Sorry for the somewhat cryptic asks, I have a theory for what's going on, but I need a little more information.

Thanks.

lucy924 commented 2 months ago

Hi @ArtRand

Thanks for the clarification on the A/T - I wasn't entirely sure from the docs so put T down just in case, figuring it wouldn't do any harm.

Other than chrY, I had the same problem with one sample, chr11, mCG, DMR, but not with 6mA DMR. Chr14 was having problems with multiple samples on mCG, and one of those samples on 6mA.

I set --max-coverages to 100 and reran all samples/all chroms, and chr14 didn't error, but it didn't work either:

On mCG

> finished, processed 0 sites successfully, 0 failed

6mA is behaving weirdly on all samples this time, and I don't think I've done anything different. Unfortunately I don't have time this week to delve into it more, I'll let you know if I figure out what happened.

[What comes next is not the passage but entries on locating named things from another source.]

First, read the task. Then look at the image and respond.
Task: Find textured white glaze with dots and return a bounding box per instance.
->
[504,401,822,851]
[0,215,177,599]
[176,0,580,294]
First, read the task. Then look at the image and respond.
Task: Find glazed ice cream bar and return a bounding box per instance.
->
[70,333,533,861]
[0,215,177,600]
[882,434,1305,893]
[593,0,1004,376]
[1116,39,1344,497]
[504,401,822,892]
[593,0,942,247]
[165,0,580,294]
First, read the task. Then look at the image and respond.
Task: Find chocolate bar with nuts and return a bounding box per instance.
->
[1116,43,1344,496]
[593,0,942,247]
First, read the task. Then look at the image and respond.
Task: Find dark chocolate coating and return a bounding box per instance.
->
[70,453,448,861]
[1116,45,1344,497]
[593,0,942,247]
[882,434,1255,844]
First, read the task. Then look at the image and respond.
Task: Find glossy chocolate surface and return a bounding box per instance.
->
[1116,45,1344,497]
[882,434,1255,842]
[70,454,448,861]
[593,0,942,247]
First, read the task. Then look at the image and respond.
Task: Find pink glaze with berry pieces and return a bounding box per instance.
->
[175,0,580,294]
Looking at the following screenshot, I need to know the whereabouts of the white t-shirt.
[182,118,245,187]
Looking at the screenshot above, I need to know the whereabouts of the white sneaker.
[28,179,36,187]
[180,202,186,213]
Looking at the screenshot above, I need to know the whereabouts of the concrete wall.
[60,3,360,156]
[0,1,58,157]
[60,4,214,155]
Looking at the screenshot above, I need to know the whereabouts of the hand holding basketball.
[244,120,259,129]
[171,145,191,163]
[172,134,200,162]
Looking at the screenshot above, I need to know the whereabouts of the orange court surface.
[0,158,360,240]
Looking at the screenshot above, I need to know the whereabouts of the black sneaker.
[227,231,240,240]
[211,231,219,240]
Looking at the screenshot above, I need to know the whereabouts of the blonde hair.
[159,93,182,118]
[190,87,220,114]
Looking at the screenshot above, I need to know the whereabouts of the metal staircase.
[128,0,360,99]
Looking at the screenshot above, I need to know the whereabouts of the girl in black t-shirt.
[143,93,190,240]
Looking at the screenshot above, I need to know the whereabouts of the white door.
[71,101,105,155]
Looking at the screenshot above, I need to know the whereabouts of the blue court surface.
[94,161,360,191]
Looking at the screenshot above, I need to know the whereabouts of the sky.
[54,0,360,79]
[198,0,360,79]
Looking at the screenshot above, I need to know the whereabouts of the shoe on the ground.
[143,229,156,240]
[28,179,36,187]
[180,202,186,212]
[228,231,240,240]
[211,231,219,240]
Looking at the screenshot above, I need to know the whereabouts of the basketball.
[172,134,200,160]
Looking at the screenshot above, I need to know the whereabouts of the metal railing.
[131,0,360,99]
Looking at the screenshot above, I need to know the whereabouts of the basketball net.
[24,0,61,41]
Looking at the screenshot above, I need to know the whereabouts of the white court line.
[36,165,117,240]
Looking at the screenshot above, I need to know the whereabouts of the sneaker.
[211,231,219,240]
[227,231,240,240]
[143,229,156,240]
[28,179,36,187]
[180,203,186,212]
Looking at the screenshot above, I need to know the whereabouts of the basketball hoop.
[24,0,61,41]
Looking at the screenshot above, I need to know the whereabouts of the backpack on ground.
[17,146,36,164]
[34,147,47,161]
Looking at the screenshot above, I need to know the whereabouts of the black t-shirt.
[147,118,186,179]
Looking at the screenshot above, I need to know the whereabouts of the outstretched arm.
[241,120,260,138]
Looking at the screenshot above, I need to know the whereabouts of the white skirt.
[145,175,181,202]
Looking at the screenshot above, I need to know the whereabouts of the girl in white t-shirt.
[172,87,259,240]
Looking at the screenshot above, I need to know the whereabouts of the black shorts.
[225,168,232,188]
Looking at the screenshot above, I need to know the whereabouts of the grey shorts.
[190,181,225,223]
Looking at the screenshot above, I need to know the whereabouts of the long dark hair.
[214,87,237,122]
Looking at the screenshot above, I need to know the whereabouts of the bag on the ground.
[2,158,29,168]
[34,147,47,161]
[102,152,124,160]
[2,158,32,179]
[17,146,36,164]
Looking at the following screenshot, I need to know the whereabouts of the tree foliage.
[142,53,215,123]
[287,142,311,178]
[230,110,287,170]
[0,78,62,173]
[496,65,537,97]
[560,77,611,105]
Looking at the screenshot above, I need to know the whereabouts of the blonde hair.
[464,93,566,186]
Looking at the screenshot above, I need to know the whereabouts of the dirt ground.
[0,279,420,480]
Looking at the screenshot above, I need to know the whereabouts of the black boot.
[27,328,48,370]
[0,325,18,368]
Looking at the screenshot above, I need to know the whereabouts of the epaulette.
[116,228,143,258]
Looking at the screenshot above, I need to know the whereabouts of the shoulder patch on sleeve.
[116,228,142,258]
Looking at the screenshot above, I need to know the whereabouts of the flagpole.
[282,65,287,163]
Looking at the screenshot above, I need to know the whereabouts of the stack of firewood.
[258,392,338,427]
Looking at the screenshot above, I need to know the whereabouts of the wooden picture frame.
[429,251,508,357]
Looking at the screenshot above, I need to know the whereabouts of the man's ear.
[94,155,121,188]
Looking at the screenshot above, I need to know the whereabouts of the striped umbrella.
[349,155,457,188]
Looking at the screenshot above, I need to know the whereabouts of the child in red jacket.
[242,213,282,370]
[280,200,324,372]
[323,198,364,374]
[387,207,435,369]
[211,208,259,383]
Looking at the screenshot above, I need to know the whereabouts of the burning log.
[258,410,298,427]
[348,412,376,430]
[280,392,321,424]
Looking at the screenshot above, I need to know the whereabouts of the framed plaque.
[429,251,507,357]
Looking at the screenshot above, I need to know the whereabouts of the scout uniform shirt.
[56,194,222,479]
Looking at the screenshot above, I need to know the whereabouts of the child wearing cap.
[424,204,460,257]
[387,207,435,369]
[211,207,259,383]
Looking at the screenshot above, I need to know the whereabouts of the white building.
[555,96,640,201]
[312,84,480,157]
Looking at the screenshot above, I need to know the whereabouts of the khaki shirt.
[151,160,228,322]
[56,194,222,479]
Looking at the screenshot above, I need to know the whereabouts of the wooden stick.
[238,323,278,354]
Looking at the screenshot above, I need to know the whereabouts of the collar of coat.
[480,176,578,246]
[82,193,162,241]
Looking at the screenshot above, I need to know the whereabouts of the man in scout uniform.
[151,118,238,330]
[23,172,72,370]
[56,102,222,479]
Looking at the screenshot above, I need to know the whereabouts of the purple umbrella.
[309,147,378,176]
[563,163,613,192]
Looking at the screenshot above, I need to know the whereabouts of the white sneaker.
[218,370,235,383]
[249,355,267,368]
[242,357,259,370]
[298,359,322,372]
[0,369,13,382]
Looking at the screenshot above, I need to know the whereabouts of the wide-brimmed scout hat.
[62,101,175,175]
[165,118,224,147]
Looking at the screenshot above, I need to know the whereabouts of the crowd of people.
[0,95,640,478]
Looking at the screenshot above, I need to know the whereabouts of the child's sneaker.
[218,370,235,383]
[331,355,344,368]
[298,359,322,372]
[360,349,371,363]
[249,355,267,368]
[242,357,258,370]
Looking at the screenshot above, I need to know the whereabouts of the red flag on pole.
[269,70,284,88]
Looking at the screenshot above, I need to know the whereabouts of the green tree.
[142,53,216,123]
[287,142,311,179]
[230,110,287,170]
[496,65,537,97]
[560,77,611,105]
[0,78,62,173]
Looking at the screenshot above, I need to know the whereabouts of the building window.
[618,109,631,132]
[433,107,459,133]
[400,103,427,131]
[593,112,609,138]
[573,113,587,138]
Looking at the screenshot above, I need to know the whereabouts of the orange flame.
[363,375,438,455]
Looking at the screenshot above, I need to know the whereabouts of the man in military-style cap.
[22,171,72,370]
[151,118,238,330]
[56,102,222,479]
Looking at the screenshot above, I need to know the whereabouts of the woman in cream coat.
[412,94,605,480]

I've attached example outputs for both mCG and 6mA, hopefully it helps ...

I managed to get good outputs using the below (both B and C sets):

    modkit dmr pair \
    -a "${control_bed_C3}" \
    -a "${control_bed_C5}" \
    -a "${control_bed_C6}" \
    -b "${test_bed_C3}" \
    -b "${test_bed_C5}" \
    -b "${test_bed_C6}" \
    -o "${dmr_result}" \
    --header \
    --ref "${reference}" \
    --segment "${dmr_segment}" \
    --base C \
    --base A \
    --threads 20 \
    --log-filepath "${dmr_log}" \
    -f \
    --min-valid-coverage 20 \
    --delta 0.1

And I'm running with this data for now, do you think it likely that issues happened with the same samples on chr14 and the problems are just hidden in this case?

Thanks, Lucy

example_outputs.txt

ArtRand commented 1 month ago

Hello @lucy924,

I've made a refactor to how the tabix indices are handled in dmr. Please find a build attached. Hopefully with this build the outputs from the various runs become consistent. Thanks,

A modkit_u16_x86_64.tar.gz

lucy924 commented 1 month ago

Hi @ArtRand Thanks for that, I'll test it out when I have the chance. Much appreciated!